Lookup Job Stuck for several hours before completion

gagan8877 · Post by **gagan8877** » Sat Feb 16, 2013 10:08 pm

Config File has 4 nodes.

-----------------------------

##I IIS-DSEE-TOIX-00059 21:46:28(000) <APT_RealFileExportOperator in APT_FileExportOperator,0> Export complete; 6 records exported successfully, 0 rejected.
##I IIS-DSEE-TFSC-00010 21:46:28(000) <main_program> Step execution finished with status = OK.
##I IIS-DSEE-TCOA-00071 21:46:28(001) <main_program> Total virtual memory on node node0 is 6144 MB.
.
##I IIS-DSEE-TCOA-00071 21:46:28(002) <main_program> Config file checker on node node0 reports 0 error(s), 0 warning(s).
.
##I IIS-DSEE-TCOA-00071 21:46:28(003) <main_program> Config file checker on node node6 reports 0 error(s), 0 warning(s).
.
##I IIS-DSEE-TCOA-00071 21:46:28(004) <main_program> Config file checker on node node5 reports 0 error(s), 0 warning(s).
.
##I IIS-DSEE-TCOA-00071 21:46:28(005) <main_program> Total virtual memory on node node4 is 6144 MB.
.
##I IIS-DSEE-TCOA-00071 21:46:28(006) <main_program> Config file checker on node node4 reports 0 error(s), 0 warning(s).
.
##I IIS-DSEE-TCOA-00072 21:46:28(007) <main_program> 0 error(s) detected.
##I IIS-DSEE-TCOA-00073 21:46:28(008) <main_program> 0 warning(s) detected.

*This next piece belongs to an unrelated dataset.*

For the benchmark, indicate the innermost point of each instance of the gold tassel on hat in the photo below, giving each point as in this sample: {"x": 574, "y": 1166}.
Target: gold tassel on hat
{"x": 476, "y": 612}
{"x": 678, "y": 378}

---------------------------

Job is simple:

1. Reads from a dataset (791.5 MB total, on 4 nodes)

Totals:
records : 3057400
blocks : 6332
bytes : 828555400
filesize: 829947904
min part: 207486976
max part: 207486976

2. Lookup from LookupFileSet (5414 rows each (partitioning - entire) on 2 nodes)

Totals:
filesize: 369280 (360 KB)
min part: 184640
max part: 184640

3. The Lookup outputs to a dataset - 592558548 rows, approx. 21 GB. During write operation, the output dataset is repartitioned for the join in the down stream job.

If I look at job monitoring window in Director:

- Job started @ 7:09 PM
-Current time 10:30 PM
-Showing Elapsed time: 00:43:49
-No. of rows on the output link: 591200424
-%CP @ 24

It seems the job gets stuck after 43 min for a the next 12 hours and then finishes after 13 hours.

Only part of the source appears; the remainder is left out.